Another concern is the timeline. Redistricting must be completed before candidate filing deadlines, which leaves a narrow window for public input and judicial review. The 2024 cycle is especially tight because the 2020 Census data were released later than usual, compressing the schedule. Nevertheless, states with commissions have demonstrated that a well-structured calendar - often set by statute - can meet legal deadlines without sacrificing transparency.
Finally, the political payoff extends beyond the immediate election. A fairer map can encourage a more balanced policy agenda in the state legislature, as elected officials must appeal to a broader constituency. This, in turn, can reduce the polarization that has plagued Wisconsin politics for decades. When I examined the aftermath of Colorado’s commission-drawn map, I noted an uptick in bipartisan bills related to infrastructure and education - issues that benefit from cross-party support.
Frequently Asked Questions
Q: How many states currently use independent redistricting commissions?
A: Eight states have adopted independent commissions, a figure confirmed by Wikipedia’s overview of the redistricting process.
Q: What impact did independent commissions have on partisan advantage in other states?
A: Independent commissions typically reduce partisan advantage to around 1.5 points, compared with double-digit advantages in legislatively drawn maps, as noted in comparative studies cited by Wikipedia.
Q: Could Wisconsin’s voter turnout improve with a commission-drawn map?

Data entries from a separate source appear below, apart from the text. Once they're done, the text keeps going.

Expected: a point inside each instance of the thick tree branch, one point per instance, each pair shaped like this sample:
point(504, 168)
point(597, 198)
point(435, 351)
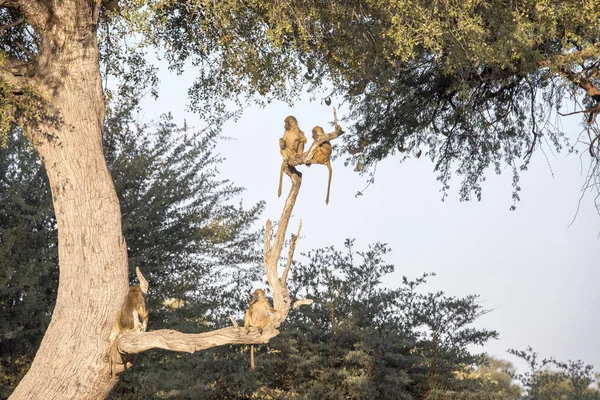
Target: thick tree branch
point(563, 62)
point(11, 25)
point(137, 342)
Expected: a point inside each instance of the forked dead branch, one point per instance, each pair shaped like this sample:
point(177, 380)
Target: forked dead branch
point(130, 343)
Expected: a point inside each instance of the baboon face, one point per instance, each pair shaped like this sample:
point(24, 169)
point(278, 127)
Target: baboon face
point(317, 131)
point(290, 123)
point(258, 294)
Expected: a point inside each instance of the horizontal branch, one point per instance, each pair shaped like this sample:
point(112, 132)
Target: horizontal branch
point(167, 339)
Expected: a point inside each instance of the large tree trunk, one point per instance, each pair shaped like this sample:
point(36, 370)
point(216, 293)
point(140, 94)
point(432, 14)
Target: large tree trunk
point(72, 361)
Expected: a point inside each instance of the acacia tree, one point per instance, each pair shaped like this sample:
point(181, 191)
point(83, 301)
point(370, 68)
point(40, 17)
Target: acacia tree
point(461, 80)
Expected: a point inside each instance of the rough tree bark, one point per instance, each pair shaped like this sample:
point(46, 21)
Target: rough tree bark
point(72, 361)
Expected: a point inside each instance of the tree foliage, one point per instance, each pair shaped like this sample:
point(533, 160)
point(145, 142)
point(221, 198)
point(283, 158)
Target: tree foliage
point(359, 340)
point(550, 379)
point(179, 218)
point(474, 85)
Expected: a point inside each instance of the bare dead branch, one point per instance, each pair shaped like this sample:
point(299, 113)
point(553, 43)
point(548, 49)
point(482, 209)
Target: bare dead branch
point(291, 254)
point(302, 302)
point(143, 281)
point(167, 339)
point(233, 321)
point(268, 228)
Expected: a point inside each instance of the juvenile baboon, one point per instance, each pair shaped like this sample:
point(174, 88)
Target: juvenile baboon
point(132, 316)
point(291, 144)
point(257, 316)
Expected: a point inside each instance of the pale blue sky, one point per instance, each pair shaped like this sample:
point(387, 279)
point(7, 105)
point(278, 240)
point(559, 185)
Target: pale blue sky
point(537, 274)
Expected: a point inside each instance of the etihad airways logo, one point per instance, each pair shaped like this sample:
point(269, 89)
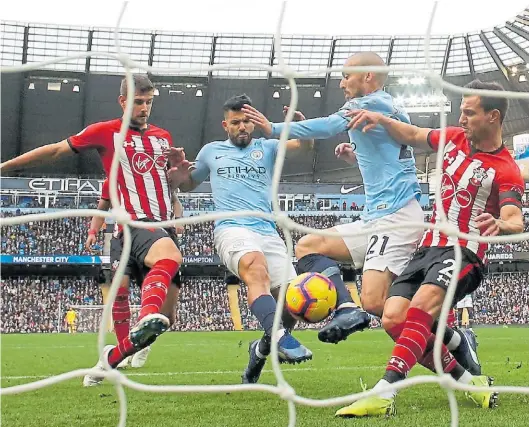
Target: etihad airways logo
point(241, 171)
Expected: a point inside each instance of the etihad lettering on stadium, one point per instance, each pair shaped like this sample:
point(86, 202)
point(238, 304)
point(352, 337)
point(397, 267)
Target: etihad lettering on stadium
point(241, 171)
point(73, 185)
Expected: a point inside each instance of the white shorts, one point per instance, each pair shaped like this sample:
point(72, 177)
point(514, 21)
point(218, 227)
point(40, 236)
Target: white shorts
point(465, 302)
point(391, 249)
point(233, 243)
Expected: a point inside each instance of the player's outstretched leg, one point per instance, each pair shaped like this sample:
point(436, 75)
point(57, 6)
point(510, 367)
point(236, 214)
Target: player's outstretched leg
point(416, 337)
point(121, 316)
point(348, 317)
point(253, 271)
point(259, 349)
point(138, 360)
point(163, 259)
point(463, 345)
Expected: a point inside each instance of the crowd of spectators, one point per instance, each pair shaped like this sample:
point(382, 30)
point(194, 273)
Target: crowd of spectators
point(503, 299)
point(39, 304)
point(64, 236)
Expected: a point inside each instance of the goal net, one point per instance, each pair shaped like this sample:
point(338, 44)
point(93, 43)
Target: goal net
point(102, 315)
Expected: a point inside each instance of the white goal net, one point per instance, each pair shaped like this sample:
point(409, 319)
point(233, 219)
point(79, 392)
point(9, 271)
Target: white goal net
point(282, 389)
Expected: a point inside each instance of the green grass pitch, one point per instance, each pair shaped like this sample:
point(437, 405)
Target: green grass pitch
point(219, 358)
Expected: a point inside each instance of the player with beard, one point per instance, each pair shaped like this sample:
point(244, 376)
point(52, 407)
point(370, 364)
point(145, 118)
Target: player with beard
point(146, 196)
point(241, 170)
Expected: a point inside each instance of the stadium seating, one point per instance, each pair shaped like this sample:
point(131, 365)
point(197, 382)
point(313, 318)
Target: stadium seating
point(39, 304)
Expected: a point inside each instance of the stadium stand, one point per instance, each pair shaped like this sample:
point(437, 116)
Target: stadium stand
point(39, 304)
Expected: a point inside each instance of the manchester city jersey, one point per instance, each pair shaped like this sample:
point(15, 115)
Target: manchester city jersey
point(387, 167)
point(241, 179)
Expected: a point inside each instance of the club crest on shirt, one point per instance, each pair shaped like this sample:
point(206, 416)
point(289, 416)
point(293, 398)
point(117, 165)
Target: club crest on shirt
point(480, 174)
point(256, 154)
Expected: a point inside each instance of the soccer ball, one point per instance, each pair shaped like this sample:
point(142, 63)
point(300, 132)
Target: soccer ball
point(311, 297)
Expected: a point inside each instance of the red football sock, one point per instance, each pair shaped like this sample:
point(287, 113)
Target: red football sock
point(121, 314)
point(447, 359)
point(411, 343)
point(452, 318)
point(155, 286)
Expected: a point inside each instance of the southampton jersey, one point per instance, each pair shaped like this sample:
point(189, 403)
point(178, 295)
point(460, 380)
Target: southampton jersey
point(387, 167)
point(241, 179)
point(472, 181)
point(142, 181)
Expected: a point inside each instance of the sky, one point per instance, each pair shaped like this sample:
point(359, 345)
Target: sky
point(316, 17)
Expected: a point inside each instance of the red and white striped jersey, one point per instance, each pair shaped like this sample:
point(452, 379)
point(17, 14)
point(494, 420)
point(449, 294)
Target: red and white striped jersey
point(105, 190)
point(472, 181)
point(142, 181)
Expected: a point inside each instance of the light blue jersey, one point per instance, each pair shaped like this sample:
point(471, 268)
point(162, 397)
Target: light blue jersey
point(387, 167)
point(241, 179)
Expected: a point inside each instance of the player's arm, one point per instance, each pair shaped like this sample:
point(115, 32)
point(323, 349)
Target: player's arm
point(320, 128)
point(178, 210)
point(510, 221)
point(187, 176)
point(523, 164)
point(345, 152)
point(401, 132)
point(39, 156)
point(89, 137)
point(297, 145)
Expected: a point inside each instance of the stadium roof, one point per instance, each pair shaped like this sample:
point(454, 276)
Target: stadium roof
point(499, 53)
point(499, 48)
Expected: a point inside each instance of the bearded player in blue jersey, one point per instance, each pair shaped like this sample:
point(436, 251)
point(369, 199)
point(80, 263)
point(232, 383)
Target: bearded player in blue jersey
point(241, 170)
point(392, 197)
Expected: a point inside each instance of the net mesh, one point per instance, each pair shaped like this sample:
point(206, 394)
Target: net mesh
point(282, 389)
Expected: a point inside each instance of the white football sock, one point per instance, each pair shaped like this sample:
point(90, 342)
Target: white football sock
point(454, 341)
point(466, 378)
point(387, 394)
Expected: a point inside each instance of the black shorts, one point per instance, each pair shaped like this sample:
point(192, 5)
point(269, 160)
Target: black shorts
point(142, 241)
point(435, 266)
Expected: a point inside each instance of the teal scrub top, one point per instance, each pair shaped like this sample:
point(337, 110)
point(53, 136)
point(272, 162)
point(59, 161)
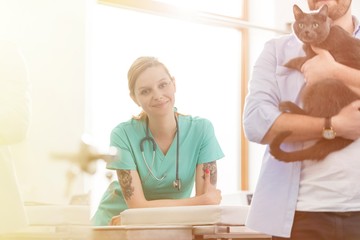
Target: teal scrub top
point(197, 145)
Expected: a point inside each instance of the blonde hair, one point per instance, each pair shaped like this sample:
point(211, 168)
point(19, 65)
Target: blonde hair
point(138, 67)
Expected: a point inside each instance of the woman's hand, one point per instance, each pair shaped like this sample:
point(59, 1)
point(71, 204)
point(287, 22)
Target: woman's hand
point(211, 195)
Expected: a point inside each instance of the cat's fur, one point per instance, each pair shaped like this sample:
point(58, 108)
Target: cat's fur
point(324, 98)
point(318, 31)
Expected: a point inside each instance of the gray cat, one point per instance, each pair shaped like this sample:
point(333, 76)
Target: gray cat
point(324, 98)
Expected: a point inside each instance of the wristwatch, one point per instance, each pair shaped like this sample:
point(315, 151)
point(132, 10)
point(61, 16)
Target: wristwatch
point(328, 132)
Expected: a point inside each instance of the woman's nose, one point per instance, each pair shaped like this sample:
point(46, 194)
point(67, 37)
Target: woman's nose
point(157, 95)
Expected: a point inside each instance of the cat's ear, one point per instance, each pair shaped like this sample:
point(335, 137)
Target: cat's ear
point(297, 12)
point(323, 11)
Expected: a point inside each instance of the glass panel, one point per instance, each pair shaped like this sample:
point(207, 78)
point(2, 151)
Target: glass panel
point(230, 8)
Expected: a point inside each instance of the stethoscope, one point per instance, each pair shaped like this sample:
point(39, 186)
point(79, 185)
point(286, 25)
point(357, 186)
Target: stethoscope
point(177, 182)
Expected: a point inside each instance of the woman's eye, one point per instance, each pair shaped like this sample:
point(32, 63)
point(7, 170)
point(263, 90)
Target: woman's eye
point(164, 84)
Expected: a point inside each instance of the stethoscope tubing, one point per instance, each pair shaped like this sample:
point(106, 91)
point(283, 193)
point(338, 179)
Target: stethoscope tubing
point(177, 182)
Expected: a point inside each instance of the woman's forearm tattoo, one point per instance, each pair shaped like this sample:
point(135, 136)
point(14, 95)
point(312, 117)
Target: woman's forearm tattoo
point(125, 180)
point(213, 171)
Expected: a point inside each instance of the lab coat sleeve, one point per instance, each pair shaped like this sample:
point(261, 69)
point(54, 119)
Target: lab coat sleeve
point(262, 101)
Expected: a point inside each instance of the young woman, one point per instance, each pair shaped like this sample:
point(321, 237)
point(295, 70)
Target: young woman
point(161, 152)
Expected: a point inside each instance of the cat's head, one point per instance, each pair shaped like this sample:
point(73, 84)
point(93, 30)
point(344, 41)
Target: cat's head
point(311, 28)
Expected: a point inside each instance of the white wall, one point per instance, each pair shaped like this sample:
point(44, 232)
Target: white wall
point(51, 36)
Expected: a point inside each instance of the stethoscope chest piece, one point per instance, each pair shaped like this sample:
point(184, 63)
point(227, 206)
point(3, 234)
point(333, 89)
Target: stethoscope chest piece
point(177, 184)
point(177, 181)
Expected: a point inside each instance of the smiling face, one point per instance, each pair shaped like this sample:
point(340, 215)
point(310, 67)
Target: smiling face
point(154, 91)
point(337, 8)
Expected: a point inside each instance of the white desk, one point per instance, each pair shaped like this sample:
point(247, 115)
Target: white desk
point(175, 233)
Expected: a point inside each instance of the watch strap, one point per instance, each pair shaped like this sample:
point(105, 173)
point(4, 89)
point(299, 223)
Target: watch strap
point(327, 123)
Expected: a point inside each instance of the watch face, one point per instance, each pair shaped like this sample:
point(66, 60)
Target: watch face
point(329, 134)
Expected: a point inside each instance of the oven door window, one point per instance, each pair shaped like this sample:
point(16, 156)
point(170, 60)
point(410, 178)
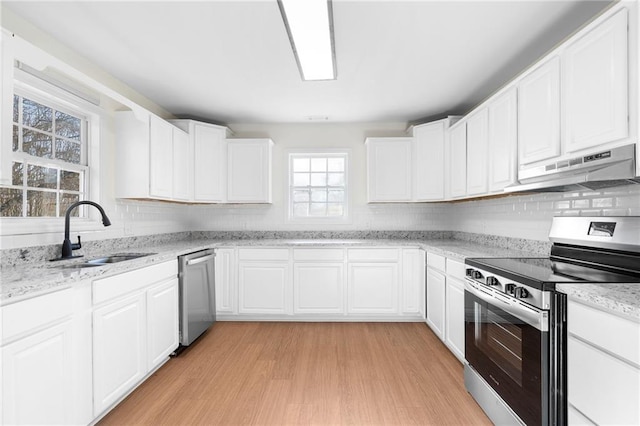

A: Yes. In states with commissions, midterm turnout rose by about 3.2 percent, suggesting that more competitive districts motivate higher voter participation.
Q: What safeguards ensure a commission remains truly independent?
A: Safeguards include balanced appointments from both parties, limited terms, and in some models, random selection or a lottery to prevent partisan stacking, as highlighted in Virginia’s recent amendment (Ballotpedia News).
Q: How might a commission affect Wisconsin’s 2024 congressional races?
A: By adding three to five competitive districts, a commission could reduce the built-in partisan edge, force incumbents to broaden their appeal, and potentially increase swing-state voter turnout.